Early stage investment speakers at the event agreed that now was the time for clean technology to drive development in such areas as hydrogen, floating wind power and carbon capture. “We want to support 1000 clean technology firms by 2025,” said Stuart Ferguson, an Investment Partner at Sustainable Ventures. The challenge, he and other speakers noted was to scale up from the ideas stage, helping to turn start-ups into viable businesses and attract the investment they required.

The Frontier event covered the early stage to deployment and end of life energy investment cycle, from seed capital to heavy industry. It featured both investors and the companies pitching for their funding and advice. Among the latter were firms like CSX Carbon which has devised what it claims to be a more accurate system for carbon measurement as part of the offset process, and Carnot Engines which has developed a ceramic engine which it maintains is twice as efficient and, running on hydrogen or biofuels, can help to revolutionise the transport system. “Our vision,” said Carnot CEO Archie Watts “is to decarbonize our target markets by running them on ammonia and hydrogen. “Our technology can bring engine efficiency up from 35% to 75% and we can help halve fuel costs.”

At the industrial deployment end of the energy market, notably in the UK, speakers outlined the deployment of Carbon Capture Use and Storage (CCUS) as a means of swallowing up nearly 50% of the country’s industrial carbon from 2025. “We are building the infrastructure for transporting and storing carbon,” said Andy Lane who is Managing Director of the East Coast Cluster in the UK. “We think we can get to about a billion tonnes of stored carbon. The challenge is to link the different bits together.”

Join us on the journey

The East Coast Cluster, one of two priority CCUS clusters in the UK, was set to make a big impact on the UK’s carbon targets and other countries were looking on with interest, said Lane who also leads the Northern Endurance Partnership and is BP’s VP for CCUS solutions. “This is the enabling journey to net zero,” he claimed and was the only realistic chance of getting heavy industry to net zero – sectors such as iron and steel, chemicals and cement.
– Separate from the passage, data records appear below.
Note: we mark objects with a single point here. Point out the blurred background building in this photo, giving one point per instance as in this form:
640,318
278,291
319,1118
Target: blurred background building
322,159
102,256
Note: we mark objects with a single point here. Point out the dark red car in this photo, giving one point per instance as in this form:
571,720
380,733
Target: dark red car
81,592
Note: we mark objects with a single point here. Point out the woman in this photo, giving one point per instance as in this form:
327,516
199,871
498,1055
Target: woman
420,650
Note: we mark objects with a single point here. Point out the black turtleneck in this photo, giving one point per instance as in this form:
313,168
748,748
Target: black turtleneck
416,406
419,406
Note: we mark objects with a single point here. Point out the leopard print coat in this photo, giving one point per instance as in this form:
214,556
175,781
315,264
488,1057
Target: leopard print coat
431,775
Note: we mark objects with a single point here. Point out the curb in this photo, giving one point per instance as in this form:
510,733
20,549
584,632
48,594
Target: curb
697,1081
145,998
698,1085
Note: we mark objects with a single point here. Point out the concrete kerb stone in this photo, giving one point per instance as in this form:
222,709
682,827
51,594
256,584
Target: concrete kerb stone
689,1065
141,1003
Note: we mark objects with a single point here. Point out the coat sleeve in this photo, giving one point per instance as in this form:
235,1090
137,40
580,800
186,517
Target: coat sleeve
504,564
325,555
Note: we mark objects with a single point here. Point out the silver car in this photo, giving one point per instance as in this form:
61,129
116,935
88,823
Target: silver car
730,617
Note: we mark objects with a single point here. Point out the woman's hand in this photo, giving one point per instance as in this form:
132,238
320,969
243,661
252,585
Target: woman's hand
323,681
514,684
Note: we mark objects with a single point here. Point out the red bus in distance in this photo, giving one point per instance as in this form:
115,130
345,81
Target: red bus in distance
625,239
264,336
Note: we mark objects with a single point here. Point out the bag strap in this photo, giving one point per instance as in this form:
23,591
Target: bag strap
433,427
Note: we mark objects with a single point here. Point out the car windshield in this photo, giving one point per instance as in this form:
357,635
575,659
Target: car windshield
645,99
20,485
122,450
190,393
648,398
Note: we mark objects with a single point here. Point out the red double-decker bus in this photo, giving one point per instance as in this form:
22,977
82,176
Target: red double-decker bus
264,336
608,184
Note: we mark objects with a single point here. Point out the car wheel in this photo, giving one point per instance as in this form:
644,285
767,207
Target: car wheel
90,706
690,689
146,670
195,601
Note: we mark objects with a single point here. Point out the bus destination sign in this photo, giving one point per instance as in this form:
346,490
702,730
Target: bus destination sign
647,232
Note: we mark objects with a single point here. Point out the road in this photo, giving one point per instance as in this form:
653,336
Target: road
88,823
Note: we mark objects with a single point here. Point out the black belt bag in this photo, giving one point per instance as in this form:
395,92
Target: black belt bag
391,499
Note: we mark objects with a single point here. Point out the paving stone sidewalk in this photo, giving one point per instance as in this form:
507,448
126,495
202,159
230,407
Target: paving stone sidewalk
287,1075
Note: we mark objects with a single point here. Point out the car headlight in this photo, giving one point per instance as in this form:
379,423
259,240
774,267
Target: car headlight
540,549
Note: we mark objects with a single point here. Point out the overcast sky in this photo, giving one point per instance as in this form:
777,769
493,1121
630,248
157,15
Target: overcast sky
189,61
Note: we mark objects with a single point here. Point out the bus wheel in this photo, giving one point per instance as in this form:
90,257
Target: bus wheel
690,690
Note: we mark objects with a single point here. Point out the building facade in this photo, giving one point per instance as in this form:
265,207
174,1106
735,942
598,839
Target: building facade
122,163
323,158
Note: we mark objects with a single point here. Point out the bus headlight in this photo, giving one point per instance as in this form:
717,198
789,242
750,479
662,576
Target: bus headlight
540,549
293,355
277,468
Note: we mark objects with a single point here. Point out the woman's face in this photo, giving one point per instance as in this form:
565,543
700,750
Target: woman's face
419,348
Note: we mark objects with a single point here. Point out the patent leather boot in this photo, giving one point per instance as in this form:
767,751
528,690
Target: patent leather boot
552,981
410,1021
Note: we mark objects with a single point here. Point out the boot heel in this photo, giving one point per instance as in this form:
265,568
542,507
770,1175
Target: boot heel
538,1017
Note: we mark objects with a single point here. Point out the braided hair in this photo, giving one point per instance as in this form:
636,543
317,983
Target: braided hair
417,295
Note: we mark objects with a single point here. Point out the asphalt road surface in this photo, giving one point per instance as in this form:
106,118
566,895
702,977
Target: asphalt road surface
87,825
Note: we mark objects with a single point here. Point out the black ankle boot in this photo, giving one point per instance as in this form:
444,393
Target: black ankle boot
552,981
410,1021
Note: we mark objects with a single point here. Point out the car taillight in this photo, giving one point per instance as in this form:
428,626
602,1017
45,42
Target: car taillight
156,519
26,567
Also represented at the Summit was the UK’s other low carbon cluster, Hynet, which is designed to produce, store and distribute low carbon hydrogen by 2025. “We are initially building two blue hydrogen production plants,” explained Hynet project manager Rachel Perry. “We will be looking to deliver 4GW of low carbon hydrogen by 2024.” Both plants will capture carbon as part of the process, the aim being to remove over a million tonnes of CO2 a year from industry in the region.

Bring us your carbon

“This is a new way of thinking,” added Perry. “You have to be fast nimble and innovative and we’re doing a huge amount of stakeholder engagement for both the CO2 pipeline and for our hydrogen network.” The feedback, perhaps predictably, is that most people are in favour of targeting net zero carbon emissions; the issues are cost and competitiveness, not to mention energy security.

End of life payback time on the carbon account for Eni UK, delegates heard, included the repurposing of existing oil and gas assets in Liverpool Bay. According to Eni’s Martin Currie, who is a director of Liverpool Bay CCS, the end of life wells were suitable for storing up to 10 million tonnes of CO2 and had very low compression costs. “The complexity,” he admitted “is our interaction with other partners but this should help to protect existing jobs and create new ones in the region. Companies are already setting up because they know there is a CO2 transportation and storage project in the area.”
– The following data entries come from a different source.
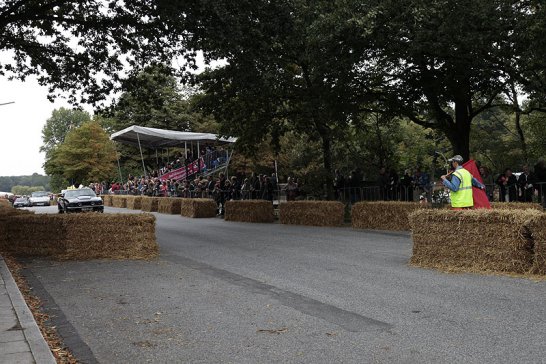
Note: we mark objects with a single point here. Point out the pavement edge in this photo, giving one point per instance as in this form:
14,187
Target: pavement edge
38,346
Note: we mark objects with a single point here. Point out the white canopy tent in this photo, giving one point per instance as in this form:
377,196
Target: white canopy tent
153,138
159,138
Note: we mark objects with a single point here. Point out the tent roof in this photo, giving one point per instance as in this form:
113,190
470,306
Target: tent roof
159,138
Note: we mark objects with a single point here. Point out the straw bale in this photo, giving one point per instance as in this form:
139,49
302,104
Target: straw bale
107,200
536,228
472,240
119,201
149,204
312,213
249,211
134,202
169,205
198,207
516,206
82,236
383,215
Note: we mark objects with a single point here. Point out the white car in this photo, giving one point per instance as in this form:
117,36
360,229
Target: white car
39,198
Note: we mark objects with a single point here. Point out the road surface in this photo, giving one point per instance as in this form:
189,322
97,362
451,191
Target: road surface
268,293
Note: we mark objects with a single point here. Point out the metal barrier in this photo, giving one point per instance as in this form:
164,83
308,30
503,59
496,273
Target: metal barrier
436,194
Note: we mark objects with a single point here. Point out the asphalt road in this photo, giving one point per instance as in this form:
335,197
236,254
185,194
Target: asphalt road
325,294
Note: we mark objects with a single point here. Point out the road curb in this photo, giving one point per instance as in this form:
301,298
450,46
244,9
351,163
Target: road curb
38,346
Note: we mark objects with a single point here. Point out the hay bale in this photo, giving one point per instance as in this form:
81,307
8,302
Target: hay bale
149,204
107,200
383,215
82,236
134,202
312,213
119,202
517,206
198,207
537,232
249,211
472,240
169,205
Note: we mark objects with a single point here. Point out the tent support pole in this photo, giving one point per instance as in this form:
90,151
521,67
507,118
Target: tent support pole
227,164
119,170
141,156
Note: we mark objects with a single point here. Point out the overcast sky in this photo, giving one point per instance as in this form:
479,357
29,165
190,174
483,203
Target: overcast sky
21,126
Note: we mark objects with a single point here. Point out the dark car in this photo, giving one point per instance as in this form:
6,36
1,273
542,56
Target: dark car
80,200
22,202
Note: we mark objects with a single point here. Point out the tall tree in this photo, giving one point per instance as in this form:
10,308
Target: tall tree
83,46
59,124
286,69
445,62
87,155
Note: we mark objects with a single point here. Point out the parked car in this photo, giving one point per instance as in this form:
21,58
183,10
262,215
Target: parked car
39,198
22,202
80,200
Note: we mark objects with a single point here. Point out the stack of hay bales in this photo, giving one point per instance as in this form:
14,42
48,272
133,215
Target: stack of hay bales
121,236
312,213
169,205
383,215
82,236
198,207
249,211
6,212
536,228
119,201
150,204
107,200
473,240
516,206
134,202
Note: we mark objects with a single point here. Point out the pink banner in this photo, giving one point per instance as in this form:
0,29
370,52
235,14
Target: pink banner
180,173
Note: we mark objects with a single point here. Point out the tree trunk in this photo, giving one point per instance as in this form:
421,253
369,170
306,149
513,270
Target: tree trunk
517,111
459,137
458,132
327,161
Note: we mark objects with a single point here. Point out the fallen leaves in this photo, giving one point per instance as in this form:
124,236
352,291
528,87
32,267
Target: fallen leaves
273,331
61,353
In fact, argued Currie, the UK was currently the best place to be for CCUS and the Government had set out a strategic pathway which was starting to produce results. One of them, arguably, is the Whitetail Clean Energy project, a proposed zero emissions power plant to be built on Sembcorp’s Wilton International site on Teeside. The plant would generate zero emissions by burning natural gas with pure oxygen, explained Sembcorp Corporate Affairs Director, Michael Jenner, making it more efficient and faster than a conventional plant relying on CCUS – and with half the carbon footprint. “Up to 98% of the carbon from this plant will be captured,” he said.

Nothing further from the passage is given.